Vestes en cuir, fourrures, franges et jeans ont été tendus sur des cadres de tambours.

Photo : Radio-Canada / Maud Cucchi

Une autre série de tambours aux fourrures pastel rend hommage à celles qui, comme sa grand-mère, vendaient des fourrures de lapin pour arrondir les fins de mois.

Pourtant, le piégeage et la chasse ne sont pas un domaine où les femmes autochtones sont représentées comme pourvoyeuses dans le discours colonial contemporain des colons, fait remarquer l’artiste dans sa note d’intention.

Une troisième salle propose des projections de photographies personnelles qui superposent des paysages albertains d’où sa mère est originaire et des panoramas de la Colombie-Britannique, où elle a ensuite déménagé et élevé sa famille.

Elle gagnait sa vie dans une conserverie alors qu’elle détestait le poisson, raconte Michelle Sound. Elle le faisait pour nous. Ça, c’est vraiment de l’amour.

Michelle Sound dans le port de Vancouver.

Michelle Sound est née et a grandi à Vancouver.

Photo : Sweetmoon Photography

Une adresse prisée

Ouvert il y a tout juste un an, en pleine pandémie, le Centre d'art daphne continue de se distinguer dans le paysage des arts visuels au Canada.

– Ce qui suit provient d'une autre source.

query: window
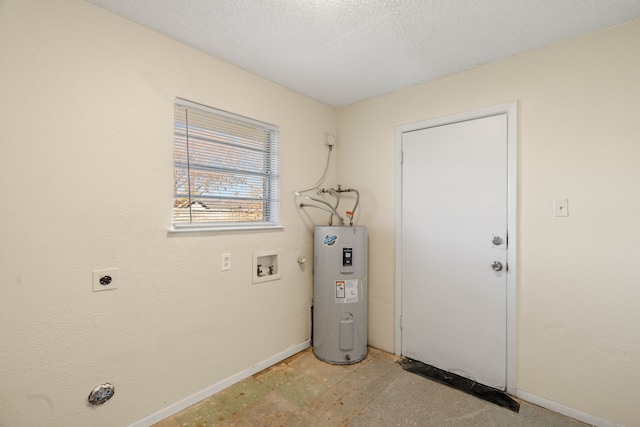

À Vancouver, il n’existe pas de telles galeries entièrement gérées par et pour des Autochtones, fait observer Michelle Sound, qui a poursuivi ses études en histoire de l'art à l'université Simon Fraser.

« Être reconnu par ses pairs et ne pas être soumis à des critères commerciaux, ça fait une grande différence. »

— Une citation de  Michelle Sound, artiste visuelle

Après un vernissage très confidentiel en janvier – beaucoup de gens étaient malades ou avaient été déclarés cas contacts –, Michelle Sound espère revenir en mars pour rencontrer son public montréalais.